When I said he got a lot of shit for it, I’m not talking about the assumed crowd, his old evangelical buddies. He actually took a lot of beating from the LGBT community as well. “Um, seriously Michelle?” Yes, if you can believe that. A lot of people claimed to feel betrayed, that he was pulling the wool over their eyes, that he acted dishonestly, and was a great deceiver. Sounds kind of familiar, doesn’t it? It should come as no great surprise that I’m now rushing to his defense.
We have a guy, who did almost the unthinkable and managed to deeply question beliefs that had been ingrained and reinforced by a very persuasive community, and act upon them. I don’t believe his motive was to write a book, but I don’t really blame him for cashing in on the experience. I think he did something very remarkable and brave. He faced rejection and humiliation by putting himself in the same shoes as those his community scorned and preach against. He did it all to help a friend and challenge his own beliefs; something very rare and beautiful in any population and I think even moreso in the evangelical one. They aren’t afraid to declare you hell bound for any biblical based interpretation of an infraction. That took some serious guts.
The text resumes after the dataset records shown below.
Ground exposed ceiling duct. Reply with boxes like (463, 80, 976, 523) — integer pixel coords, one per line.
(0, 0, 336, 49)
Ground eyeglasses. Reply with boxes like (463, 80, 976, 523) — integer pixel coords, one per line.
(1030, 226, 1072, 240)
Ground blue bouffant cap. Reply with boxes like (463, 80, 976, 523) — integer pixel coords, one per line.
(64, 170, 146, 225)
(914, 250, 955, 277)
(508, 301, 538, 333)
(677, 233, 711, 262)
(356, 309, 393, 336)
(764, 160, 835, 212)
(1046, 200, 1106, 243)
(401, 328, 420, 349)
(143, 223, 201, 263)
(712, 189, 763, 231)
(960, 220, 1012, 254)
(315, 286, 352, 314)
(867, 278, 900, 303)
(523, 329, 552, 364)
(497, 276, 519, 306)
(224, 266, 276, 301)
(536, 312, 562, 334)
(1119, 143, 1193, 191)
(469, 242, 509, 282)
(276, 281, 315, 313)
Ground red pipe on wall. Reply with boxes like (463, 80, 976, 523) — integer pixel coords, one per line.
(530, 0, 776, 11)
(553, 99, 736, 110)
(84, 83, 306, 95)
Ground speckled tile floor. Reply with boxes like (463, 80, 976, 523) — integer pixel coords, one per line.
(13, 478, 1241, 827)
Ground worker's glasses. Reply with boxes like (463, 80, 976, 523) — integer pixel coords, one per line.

For those who feel betrayed that he wasn’t really gay, all I can say is you are going to judge someone now for their sexuality? For trying their best to understand you and break their lifelong training to look down upon you? As a trans* (thanks Becky, now you have me doing it) I would be seriously psyched if someone had the gumption to walk a mile in my shoes. Ok, not so hard in mine because I mostly wear flats, but still. Coming out was hell, even though it went well, and transition has presented more emotional and logistical problems than I can even list out in one post. I have a whole blog about it, just in case you didn’t know. If I found out someone did this, I’d probably cry in gratitude that someone at least tried to do their very best to understand.
In conclusion, many thanks to Mr Kurek, who bravely walked where eagles and angels fear to tread. And look at that, even after a great year spent, he was totally unable to chose being gay for real! Who’d have thunk it?